Критики волшебных сказок исходят из формулы, уместной в богословии, но вряд ли применимой к литературоведению. Эта формула гласит, что существо, наделенное разумом, но при этом не являющееся ни человеком, ни Ангелом, несомненно является бесом. Третьего не дано. «Выдуманные персонажи не из ангельского мира, значит, по отношению к человеку они враждебные духи… Третьего здесь быть не может… С принятием Православия русский человек научился тому, что воистину добрыми по отношению к человеку могут быть только Бог и ч!ины ангельские. Мир духовный разделен четкой гранью: есть добрые духи — Ангелы, и злые духи — служители сатаны… Христианство научило нас, что добро и зло не могут друг другу помогать»[586],— пишет православная публицистка о русских сказках, забыв, что в них и черти, и Баба Яга нередко помогают «добрым молодцам».

Вот, например, всем известная сказка «Морозко». Ее главный герой (как видно и из названия) — не бедная девочка, а именно Морозко. Кто он? Человек? — Нет. Ангел? — Тоже не так. Сестер Марфутки он заморозил до смерти, а старик (отец Марфутки) потом «внучат Морозком стращал»[587]. Злой ли он бес? И это не так. Кто же? — Да просто Дед Мороз (в других вариантах этой сказки он так и именует себя). В иных мифах есть «бог солнца», а у нас был «дух мороза»[588].

А что касается «третьего здесь быть не может» — то это верно применительно к богословскому трактату. А в сказке могут быть свои системы координат и измерений. Ну, кто такой Чебурашка? Даже страшно представить, что напишут о нем двуцветные богословицы, попади он к ним на зубок. С хоббитами они разделались мгновенно — на зависть оркам-урукхаям: «Герои Толкиена — очередная нелюдь, гномы хоббиты. Как будто бы гномы — добрые и светлые существа. Как будто бы им присуще стремление к добру, как будто бы они могут ненавидеть то, что их породило»[589]. Толкиенисты отдыхают. Такой ярой веры в реальное существование хоббитов нет даже в их среде. А тут так прямо сказано: хоббиты существуют, и порождены они сатаной. А не писателем по имени Толкиен.

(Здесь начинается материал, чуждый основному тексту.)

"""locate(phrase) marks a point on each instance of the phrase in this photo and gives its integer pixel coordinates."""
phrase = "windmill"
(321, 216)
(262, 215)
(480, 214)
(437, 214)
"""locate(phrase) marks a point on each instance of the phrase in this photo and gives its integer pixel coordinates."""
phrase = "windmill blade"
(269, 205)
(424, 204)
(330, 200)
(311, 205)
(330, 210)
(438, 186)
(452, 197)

С помощью формулы «третьего не дано» легко разгромить хоть «Властелина колец», хоть «Гарри Поттера». Но эта формула камня на камне не оставит и от поэзии, и от фольклора, и от всех вообще сказок… Она настолько узка, что в ней нет места для детства.

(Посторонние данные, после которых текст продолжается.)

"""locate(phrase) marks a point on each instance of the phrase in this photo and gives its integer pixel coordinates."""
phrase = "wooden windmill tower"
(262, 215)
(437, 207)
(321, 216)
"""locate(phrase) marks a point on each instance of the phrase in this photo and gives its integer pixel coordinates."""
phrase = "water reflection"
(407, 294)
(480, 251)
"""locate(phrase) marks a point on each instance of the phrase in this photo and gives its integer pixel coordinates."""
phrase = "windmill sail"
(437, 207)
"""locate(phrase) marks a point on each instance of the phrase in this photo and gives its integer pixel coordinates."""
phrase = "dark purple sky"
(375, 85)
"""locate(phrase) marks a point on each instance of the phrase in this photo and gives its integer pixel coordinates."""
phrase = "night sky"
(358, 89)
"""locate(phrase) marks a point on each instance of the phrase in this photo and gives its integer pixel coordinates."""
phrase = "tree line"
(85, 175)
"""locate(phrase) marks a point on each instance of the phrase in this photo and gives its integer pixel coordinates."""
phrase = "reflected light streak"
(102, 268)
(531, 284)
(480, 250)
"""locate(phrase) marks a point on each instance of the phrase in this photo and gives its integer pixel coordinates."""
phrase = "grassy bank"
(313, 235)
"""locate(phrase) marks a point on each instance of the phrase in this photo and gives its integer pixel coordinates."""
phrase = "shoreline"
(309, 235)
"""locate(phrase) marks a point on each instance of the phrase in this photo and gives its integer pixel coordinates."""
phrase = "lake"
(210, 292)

И тут уже именем Того, Кто сказал: если не будете как дети, не войдете в Царство Небесное [590], я заклинаю этих богословиц: уймитесь! Я верю, что вы уже не коммунистки, что вы уже усвоили азы богословия. На правах профессора богословия я ставлю вам «пятерку». Но помните: жизнь — это университет, а не только факультет богословия. Поэтому теперь, отдав катехизису — катехизисово, верните же детям — детство.

Впрочем, и на богословском факультете можно узнать кое-что интересное о «нелюди».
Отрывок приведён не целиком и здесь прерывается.